Tentu saja sejak awal menulis saya membaca buku-buku teori
bercerpen. Meski harus diakui saya tidak begitu serius membacanya. Kadang malah
hanya semacam ingin tahu saja menurut pengarang yang ini atau akademisi yang
itu. Saya punya istilah sendiri untuk yang dipersoalkan oleh yang lain.

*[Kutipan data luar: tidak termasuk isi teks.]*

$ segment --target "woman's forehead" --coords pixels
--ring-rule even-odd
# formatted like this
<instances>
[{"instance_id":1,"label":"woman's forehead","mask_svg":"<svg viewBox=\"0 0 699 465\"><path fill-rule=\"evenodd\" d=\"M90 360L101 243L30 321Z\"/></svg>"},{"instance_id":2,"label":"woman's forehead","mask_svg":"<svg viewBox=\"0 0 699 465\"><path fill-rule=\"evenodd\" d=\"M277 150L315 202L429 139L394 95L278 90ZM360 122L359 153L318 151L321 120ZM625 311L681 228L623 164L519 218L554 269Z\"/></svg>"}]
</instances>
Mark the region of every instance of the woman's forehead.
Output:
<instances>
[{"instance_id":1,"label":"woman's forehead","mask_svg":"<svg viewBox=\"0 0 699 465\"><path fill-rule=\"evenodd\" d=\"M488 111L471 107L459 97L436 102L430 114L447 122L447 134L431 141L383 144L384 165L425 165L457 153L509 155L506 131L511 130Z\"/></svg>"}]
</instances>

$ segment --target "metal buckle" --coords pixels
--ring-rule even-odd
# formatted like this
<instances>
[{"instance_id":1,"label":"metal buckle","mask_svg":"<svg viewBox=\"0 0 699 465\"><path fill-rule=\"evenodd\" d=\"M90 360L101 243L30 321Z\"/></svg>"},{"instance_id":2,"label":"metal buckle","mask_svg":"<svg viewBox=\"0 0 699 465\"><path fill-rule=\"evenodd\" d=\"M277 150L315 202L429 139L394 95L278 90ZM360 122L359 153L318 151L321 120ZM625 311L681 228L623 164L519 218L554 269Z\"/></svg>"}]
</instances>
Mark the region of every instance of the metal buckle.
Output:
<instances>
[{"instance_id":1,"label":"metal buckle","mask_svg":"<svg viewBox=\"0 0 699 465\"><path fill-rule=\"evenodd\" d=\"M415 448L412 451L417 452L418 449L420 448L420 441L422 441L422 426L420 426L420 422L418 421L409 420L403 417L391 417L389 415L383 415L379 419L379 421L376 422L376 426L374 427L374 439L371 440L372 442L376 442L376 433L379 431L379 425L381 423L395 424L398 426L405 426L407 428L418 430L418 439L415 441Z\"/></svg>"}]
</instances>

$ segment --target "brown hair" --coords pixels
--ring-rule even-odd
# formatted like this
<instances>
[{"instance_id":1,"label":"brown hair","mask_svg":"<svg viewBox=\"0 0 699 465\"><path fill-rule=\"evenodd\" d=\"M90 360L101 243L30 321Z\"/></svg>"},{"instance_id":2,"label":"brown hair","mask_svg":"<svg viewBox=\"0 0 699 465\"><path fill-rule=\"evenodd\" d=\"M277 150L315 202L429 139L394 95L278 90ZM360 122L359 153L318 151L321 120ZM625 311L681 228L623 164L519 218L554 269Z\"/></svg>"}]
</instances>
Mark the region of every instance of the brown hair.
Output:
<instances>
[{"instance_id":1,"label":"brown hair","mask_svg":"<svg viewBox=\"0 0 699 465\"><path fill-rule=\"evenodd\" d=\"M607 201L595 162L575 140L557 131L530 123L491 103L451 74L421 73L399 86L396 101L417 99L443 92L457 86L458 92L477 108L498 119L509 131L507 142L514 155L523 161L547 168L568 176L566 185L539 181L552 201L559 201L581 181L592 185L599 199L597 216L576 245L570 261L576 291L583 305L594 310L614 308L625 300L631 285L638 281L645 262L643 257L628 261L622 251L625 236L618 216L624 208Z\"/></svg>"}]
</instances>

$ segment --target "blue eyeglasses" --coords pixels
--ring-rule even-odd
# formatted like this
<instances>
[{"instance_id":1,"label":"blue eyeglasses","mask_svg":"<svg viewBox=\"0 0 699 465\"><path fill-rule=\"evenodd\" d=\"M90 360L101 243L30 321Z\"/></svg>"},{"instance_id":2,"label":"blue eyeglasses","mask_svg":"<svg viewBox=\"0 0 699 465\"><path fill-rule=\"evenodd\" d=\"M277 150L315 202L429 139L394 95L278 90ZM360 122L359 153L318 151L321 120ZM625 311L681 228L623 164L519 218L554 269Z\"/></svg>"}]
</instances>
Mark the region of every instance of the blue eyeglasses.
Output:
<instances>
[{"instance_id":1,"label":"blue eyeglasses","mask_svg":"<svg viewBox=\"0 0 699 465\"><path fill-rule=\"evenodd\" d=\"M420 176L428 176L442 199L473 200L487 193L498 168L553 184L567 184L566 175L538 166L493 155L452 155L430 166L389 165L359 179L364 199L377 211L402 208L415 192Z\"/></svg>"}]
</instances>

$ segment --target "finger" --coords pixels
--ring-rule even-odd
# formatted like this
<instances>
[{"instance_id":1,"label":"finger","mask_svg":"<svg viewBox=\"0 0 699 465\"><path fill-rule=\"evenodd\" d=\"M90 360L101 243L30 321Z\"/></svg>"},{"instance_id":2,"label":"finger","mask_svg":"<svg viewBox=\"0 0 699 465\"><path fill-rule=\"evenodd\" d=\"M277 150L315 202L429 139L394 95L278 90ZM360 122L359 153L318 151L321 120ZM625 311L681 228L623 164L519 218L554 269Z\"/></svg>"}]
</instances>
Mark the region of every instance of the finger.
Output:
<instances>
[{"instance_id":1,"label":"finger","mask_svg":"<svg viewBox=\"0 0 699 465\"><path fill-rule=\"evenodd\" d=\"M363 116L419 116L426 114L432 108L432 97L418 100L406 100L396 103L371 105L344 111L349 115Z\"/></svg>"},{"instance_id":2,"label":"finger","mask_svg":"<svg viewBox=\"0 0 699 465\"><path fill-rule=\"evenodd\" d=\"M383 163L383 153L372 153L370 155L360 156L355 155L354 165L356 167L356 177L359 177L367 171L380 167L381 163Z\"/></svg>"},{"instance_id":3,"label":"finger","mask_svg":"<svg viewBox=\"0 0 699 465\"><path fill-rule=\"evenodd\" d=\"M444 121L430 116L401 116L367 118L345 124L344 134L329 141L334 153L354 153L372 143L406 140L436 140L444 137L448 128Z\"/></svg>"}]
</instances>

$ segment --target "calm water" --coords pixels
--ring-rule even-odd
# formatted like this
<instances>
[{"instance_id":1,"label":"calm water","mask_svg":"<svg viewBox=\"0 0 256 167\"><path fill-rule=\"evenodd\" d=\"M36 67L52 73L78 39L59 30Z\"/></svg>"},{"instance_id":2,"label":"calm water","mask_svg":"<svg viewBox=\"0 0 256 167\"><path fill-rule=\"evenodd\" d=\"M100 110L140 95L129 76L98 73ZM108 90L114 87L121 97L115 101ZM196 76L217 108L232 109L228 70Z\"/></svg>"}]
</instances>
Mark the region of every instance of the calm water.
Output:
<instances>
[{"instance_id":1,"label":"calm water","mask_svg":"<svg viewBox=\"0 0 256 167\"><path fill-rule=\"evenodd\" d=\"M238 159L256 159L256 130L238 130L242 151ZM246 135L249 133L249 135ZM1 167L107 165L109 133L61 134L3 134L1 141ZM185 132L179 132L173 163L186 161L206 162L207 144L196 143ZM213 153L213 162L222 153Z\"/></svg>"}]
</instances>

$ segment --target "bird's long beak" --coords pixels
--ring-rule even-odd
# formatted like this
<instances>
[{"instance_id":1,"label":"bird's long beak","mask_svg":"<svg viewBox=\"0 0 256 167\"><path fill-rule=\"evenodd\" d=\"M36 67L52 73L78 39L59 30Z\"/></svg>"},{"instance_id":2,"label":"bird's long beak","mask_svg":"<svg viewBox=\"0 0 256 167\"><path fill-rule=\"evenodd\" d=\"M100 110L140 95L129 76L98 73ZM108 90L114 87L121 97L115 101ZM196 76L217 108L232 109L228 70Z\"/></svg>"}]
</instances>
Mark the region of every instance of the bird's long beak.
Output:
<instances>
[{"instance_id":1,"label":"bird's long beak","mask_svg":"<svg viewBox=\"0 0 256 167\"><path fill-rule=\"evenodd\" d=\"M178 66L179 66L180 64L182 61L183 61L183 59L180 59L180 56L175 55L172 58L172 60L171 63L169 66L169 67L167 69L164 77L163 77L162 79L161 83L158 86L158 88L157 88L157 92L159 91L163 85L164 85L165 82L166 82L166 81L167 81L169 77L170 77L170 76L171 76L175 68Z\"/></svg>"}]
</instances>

Misalnya tentang “jalan cerita, karakter, konflik” saya lebih suka mempersoalkannya
sebagai “logika cerita”. Karena jalan cerita, karakter, konflik, dan mungkin
unsur lainnya, adalah suatu perpaduan.
Cerita itu harus logis. Tentu saja, meski cerpen mempunyai
logika tersendiri. Misalnya, dalam sebuah cerpen, dikisahkan sebuah keluarga
miskin yang karena miskinnya hp-nya pun butut, motornya pun butut, mobilnya pun
butut. Jangan dulu tertawa, karena ada cerita seperti itu. Bagi saya,
pernyataan miskin di cerpen ini sudah bermasalah. Mungkin pengarangnya harus
surpai dulu, orang miskin kebanyakan tidak punya mobil, tidak punya motor,
hp-butut bisa jadi masih memaksakan membeli atau dikasih orang. Contoh lain,
“Orang gendut itu berlari sangat kencang”. Kalimat itu juga bermasalah. Orang
gendut itu biasanya karena sedikit bergerak, gerakannya tidak cepat, larinya
tidak kencang. Kalau kalimat itu ingin menjadi logis, harus ditambah. Misalnya:
“Orang gendut itu berlari sangat kencang. Baru saja dua ratus meter, dia sudah
terjatuh saking lelahnya.” Jadi orang gendut itu berlari kencang karena
memaksakan diri.
Begini saja, salah satu yang menarik dalam menulis cerpen
adalah mengutak-atik jalan ceritanya. Dulu saya sering mendapat contoh seperti
ini: Ada seorang nenek penjual kue serabi yang sangat ingin naik haji. Dia
menabung setiap hari. Tentunya untuk ongkos naik haji dia harus menabung selama
bertahun-tahun. Artinya harus sangat sabar. Tentunya selama menunggu itu si
nenek rajin beribadah dan berdoa. Saat uangnya sudah memungkinkan untuk naik
haji, ada masalah lain. Di kampungnya ada bencana, banyak saudara dan
kenalannya yang menderita. Akhirnya uang yang ditabung untuk naik haji itu
disumbangkannya.
Kisah itu bisa menjadi tidak logis. Bila sejak awal
dikisahkan bahwa si nenek itu adalah orang yang kikir, keinginan naik hajinya
hanya karena ingin meninggikan derajat sosialnya, keputusan menyumbangkan
tabungan hajinya itu menjadi tidak logis. Tapi bisa menjadi sangat logis bila
sejak awal digambarkan bagaimana ikhlasnya nenek itu, inginnya naik haji karena
ghirah yang begitu besar di dalam hatinya. Tentu keputusan menyumbangkan
tabungan haji itu adalah sesuatu yang berat. Tapi dengan ghirah beribadah
keputusan menyumbangkan tabungan haji itu bisa menjadi konflik yang sangat bagus.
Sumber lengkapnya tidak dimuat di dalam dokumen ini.